AI tools that do not train on your prompts.
What that means, and what it does not.
Training on user prompts has been the default business model of consumer AI since the first generation of chatbots shipped. The economics are obvious: every conversation is a free annotation. The problem is equally obvious for anyone working with confidential material. This page sets out where the major tools stand today, how Namulai is configured, and what the phrase no training actually covers in practice.
Why training-on-user-data became the norm
Foundation models improve when they see more data, and user conversations are an unusually rich source: they reflect real tasks, real domains, and the kinds of edge cases that a curated training set rarely captures. For the vendor, harvesting this data is close to free. For the user, the cost is opaque, because the prompt has already been sent before any consent dialogue is meaningfully read.
The practical consequence is that anything pasted into a default consumer tier of a major chatbot, source code, client emails, draft contracts, has historically had a non-zero chance of influencing future model weights. Whether that material can ever be extracted from the resulting model is a separate and unresolved research question.
Where the major AI tools stand
The picture has improved, unevenly. OpenAI changed the ChatGPT default in 2024 so that consumer conversations are not used for training unless the user opts in, with a different posture for ChatGPT Team and Enterprise where training is off by default and contractually committed. Anthropic has stated that Claude does not train on customer API or paid-product conversations, with narrower exceptions for safety review.
Google Gemini, Meta AI, and several smaller vendors retain more permissive defaults on free tiers. The honest summary is that no-training is now achievable across most professional use cases, but it requires reading the specific terms for the specific tier you are on, rather than assuming a category-wide answer.
Namulai's policy on training
Namulai does not train any model on your prompts or completions. We do not run a training pipeline at all. The product is an interface and an inference router, not a model laboratory.
Underneath, inference is routed through OpenRouter, which has provider-level retention disabled by default for the providers that support it. That means the upstream provider does not log the prompt for training purposes, subject to the standard short-term operational retention needed to detect abuse, which is typically measured in days rather than months. We persist your conversation history in our own database so you can read it back later, and we delete it on request. That is the entire data flow.
What no-training does and does not cover
No-training is a forward-looking commitment about future model versions. It does not retroactively unwind the pretraining corpus that the underlying models were built on, which was assembled by the original providers from public web data and licensed sources, long before your account existed.
It also does not mean that your prompt is invisible during the request itself. The model has to see your prompt to answer it, in the same sense that a search engine has to see your query. That in-context use ends when the response is returned. The distinction between transient in-context exposure and permanent absorption into the next training run is the one that matters, and it is the distinction we are committed to.
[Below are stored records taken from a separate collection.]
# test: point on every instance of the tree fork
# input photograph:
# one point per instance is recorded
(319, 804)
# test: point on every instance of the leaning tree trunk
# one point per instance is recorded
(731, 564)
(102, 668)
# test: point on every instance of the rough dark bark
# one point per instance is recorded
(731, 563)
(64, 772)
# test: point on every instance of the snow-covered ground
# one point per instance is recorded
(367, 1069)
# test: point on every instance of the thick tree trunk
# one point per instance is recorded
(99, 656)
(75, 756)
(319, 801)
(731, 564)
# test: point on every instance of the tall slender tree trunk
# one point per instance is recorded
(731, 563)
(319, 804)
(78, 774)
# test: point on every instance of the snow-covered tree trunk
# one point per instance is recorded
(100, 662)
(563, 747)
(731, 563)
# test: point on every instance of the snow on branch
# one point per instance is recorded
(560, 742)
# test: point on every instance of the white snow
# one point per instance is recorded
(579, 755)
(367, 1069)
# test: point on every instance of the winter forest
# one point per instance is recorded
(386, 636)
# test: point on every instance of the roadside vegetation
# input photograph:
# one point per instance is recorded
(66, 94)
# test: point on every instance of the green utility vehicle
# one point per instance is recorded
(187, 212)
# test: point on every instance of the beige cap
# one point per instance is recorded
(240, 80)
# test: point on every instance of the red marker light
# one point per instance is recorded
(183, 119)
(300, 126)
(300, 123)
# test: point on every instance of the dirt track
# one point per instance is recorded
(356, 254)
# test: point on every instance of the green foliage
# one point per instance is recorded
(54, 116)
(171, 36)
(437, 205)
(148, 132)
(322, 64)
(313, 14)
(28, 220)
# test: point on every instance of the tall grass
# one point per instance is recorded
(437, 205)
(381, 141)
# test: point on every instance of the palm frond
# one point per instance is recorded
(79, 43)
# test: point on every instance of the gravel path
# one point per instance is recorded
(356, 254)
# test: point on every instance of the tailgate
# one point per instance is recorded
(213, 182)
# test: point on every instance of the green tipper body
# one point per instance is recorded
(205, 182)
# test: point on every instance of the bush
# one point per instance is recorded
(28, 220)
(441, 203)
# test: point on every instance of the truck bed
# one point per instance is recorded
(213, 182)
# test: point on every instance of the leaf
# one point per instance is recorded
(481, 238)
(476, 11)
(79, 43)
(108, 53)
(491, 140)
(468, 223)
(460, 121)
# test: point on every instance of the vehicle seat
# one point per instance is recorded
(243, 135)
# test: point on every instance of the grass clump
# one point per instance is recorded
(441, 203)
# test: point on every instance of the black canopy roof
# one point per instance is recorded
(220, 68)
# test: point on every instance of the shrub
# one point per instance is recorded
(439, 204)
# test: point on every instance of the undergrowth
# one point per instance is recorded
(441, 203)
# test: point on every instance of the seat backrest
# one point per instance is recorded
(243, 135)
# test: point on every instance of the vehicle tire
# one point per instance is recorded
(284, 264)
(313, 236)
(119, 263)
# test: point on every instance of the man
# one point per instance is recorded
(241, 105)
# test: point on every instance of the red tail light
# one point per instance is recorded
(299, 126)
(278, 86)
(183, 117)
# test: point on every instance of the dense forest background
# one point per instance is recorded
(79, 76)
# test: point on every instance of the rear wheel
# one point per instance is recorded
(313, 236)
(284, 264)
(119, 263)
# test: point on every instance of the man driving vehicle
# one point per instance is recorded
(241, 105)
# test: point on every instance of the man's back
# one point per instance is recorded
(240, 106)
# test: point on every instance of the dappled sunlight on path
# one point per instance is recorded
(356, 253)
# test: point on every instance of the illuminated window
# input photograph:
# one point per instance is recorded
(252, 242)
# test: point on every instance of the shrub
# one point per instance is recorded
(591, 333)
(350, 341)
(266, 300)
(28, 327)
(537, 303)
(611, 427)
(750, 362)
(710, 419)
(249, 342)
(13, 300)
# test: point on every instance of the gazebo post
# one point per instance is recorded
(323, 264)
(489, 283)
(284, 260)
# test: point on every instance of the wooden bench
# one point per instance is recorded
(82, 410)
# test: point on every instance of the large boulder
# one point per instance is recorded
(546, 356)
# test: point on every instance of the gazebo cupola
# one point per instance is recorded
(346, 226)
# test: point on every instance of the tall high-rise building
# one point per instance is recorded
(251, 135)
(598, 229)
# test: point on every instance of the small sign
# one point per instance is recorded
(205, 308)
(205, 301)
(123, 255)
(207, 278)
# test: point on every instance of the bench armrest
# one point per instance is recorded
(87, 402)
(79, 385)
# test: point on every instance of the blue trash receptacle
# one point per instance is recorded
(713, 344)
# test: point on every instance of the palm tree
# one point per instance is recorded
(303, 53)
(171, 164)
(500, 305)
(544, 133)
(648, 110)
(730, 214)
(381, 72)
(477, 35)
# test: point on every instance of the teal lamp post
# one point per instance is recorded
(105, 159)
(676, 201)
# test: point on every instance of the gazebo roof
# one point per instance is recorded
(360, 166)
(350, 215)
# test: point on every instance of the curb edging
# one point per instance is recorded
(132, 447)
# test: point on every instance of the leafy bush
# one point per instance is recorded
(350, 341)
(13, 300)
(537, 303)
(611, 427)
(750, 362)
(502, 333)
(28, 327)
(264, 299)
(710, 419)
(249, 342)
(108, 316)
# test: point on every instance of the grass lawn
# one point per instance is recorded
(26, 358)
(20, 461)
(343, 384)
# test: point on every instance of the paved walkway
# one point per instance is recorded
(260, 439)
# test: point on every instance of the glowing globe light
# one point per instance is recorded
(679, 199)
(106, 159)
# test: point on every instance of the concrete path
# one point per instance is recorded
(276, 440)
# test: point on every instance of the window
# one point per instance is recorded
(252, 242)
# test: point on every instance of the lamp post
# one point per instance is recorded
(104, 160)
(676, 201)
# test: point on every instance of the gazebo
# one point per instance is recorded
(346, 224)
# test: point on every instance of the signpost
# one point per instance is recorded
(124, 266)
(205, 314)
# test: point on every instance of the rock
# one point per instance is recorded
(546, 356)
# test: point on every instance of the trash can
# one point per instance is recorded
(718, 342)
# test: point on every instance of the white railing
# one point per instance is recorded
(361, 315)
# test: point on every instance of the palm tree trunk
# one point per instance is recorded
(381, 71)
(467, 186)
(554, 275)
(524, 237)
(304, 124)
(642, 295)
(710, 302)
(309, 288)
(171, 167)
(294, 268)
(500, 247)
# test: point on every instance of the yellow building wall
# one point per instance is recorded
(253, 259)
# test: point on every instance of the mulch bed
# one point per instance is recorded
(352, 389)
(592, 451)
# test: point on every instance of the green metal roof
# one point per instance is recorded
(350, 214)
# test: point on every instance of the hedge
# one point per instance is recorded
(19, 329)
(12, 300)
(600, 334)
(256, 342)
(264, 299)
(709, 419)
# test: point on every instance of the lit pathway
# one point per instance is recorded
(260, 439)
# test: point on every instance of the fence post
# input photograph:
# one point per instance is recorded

How to verify a tool's training stance
Marketing pages are not contracts. The verifiable statements live in three places: the terms of service, the data processing addendum, and any published subprocessor list. Read them in that order.
For any tool you are considering, look for an explicit, specific clause stating that customer content is not used to train models, with the tier you are on named. Look for a retention window expressed in days or months rather than indefinitely. Look for a published subprocessor list, because a no-training claim is only as strong as the weakest link in the chain. If any of these are missing, the safe assumption is that the tool is not configured the way the homepage implies, and you should treat it accordingly.
Training and retention, common questions
Does Namulai use my conversations to train AI?
No. We do not operate a training pipeline and we do not pass conversation content to any third party for training purposes. Your prompts are used to generate the model's response in real time, persisted in our database so you can return to the conversation, and deleted when you delete the conversation or your account.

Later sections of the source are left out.